M. Do you not see that you contradict yourself? For what so contradictory as to affirm misery, or indeed any state of being, of that which does not exist? Do you, when, going out of the city by the gate Capena, you behold the sepulchres of Calatinus, of the Scipios, the Servilii, and the Metelli, think that they are miserable?

A. Since you press me with the word, henceforth I will not say that the miserable exist, but only that, for the very reason that they do not exist, they are wretched.

M. You say not, then, that Marcus Crassus is miserable; but only miserable Marcus Crassus.

A. Evidently, that is what I mean.

M. As if it were not necessary that whatever thing you declare to be in that condition, must either exist or not. Have you not been instructed in logic?

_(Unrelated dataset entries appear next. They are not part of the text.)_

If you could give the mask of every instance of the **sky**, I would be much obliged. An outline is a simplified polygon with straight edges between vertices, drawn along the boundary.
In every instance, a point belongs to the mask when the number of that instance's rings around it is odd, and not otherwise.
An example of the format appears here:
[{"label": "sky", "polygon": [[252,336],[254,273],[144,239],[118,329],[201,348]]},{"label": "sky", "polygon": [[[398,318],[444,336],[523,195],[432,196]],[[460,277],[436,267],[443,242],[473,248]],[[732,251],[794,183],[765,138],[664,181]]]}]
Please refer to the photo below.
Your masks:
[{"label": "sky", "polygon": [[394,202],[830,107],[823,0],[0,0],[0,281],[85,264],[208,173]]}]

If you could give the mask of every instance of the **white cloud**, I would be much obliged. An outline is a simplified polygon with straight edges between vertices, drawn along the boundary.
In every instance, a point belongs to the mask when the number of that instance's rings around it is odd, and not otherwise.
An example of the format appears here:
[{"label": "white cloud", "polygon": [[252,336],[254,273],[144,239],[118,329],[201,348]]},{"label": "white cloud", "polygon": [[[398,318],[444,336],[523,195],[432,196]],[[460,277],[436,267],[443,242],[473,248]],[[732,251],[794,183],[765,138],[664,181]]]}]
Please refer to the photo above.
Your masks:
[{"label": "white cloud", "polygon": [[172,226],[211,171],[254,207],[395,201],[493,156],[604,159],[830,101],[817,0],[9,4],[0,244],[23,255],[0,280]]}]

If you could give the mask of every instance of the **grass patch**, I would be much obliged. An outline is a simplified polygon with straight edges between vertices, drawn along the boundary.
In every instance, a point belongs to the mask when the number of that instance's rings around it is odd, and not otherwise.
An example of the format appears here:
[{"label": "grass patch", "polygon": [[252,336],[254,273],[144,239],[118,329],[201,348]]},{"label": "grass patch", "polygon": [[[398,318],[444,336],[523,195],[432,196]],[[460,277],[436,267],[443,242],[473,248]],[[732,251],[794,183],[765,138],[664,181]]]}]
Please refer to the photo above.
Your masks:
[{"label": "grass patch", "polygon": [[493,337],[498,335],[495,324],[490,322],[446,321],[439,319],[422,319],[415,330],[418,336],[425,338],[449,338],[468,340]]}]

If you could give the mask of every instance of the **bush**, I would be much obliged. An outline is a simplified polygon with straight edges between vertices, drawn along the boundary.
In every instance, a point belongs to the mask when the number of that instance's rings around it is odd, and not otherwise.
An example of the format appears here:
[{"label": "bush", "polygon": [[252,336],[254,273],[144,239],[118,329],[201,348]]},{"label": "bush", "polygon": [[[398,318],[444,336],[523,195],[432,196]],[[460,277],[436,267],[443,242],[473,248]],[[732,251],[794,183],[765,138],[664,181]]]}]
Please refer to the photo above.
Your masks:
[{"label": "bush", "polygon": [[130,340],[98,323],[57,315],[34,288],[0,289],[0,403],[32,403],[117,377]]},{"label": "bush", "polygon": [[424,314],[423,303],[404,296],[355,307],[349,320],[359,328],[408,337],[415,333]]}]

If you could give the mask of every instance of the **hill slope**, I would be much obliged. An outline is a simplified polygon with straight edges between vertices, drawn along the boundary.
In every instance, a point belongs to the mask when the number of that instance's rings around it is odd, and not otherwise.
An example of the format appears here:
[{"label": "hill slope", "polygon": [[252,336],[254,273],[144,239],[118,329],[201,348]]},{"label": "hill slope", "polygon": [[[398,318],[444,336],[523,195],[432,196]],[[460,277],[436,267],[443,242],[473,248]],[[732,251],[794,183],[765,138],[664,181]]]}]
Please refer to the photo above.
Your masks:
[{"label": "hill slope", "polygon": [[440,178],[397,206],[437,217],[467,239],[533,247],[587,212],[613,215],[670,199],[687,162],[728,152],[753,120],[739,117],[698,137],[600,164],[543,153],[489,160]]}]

In the first place, it is an established rule that every proposition (it occurs to me now to call it agioua, axiom, I will give it another better name if I can find one) is something affirmed, which is either true or false. When therefore you say miserable Marcus Crassus, or Marcus Crassus is miserable, you say something of which we may judge as to whether it is true or false, or else you say nothing

at all.

A. Well then, I will grant that the dead are not miserable, since you have forced me to confess that those who are not in existence cannot be wretched. What then? Are not we who live wretched, because we must die? What sweetness can life have, when the thought of death must be present to us day and night?

VIII. M. Do you not perceive what a load of evil you have taken off from human life?

A. In what way?

M. Because if to die were misery to the dead, we should have in life the thought of this infinite and eternal misery. Now I see the limit, to which when we have come we have nothing more to fear. But you seem to me to adopt the

opinion of Epicharmus, an acute and not unwitty man for a Sicilian.

A. What opinion? for I do not know it. M. I will tell you, if I can, in Latin; for you know I am not accustomed to introduce Greek into a Latin discourse any more than Latin into a Greek discourse.

A. And properly too. But what is that opinion of Epicharmus ?

M. "I am unwilling to die, but I think that when I die I shall become nothing."

A. There I recognise the Greek. But since you have compelled me to admit that the dead are not in a miserable condition, go on, if you can, and prove that I ought not also to consider the necessity of dying a misery.

M. That indeed is hardly worth the while, as I aim at higher views.

A. Why of little consequence? or what are those higher views?

M. Because since after death there is no evil, death indeed is no evil; the nearest time to which is after death, a time in which you admit there is no evil; so that neither is the necessity of dying an evil, for this is the necessity of coming to that which we admit is not an evil.

A. Speak more fully, I pray you, upon these points, for I confess that these knotty questions compel me to assent to what I do not fully understand. But what are those higher views, which you say you are about to unfold?

M. To teach, if I can, not only that death is not an evil, but a positive good.

A. I do not demand so much as that; nevertheless I long to hear. For if you shall not prove all you wish, you will establish the point, that death is not an evil. But I will not interrupt you with questions. I prefer to hear a continued discourse. M. What if I question you, will not you answer?

A. That would be arrogant in me, indeed; but unless it be necessary, I would rather you would not question me.

IX. M. I will comply with your plan, and explain what you wish as well as I am able; but I shall not pretend to speak, as the Pythian Apollo, certain and fixed Truth, but, as a man subject to error like all the rest, I shall follow probabilities. For I cannot say more than that this or that seems to me to be the truth. There are those who pretend to perceive and speak certainties, and such people profess to be wise.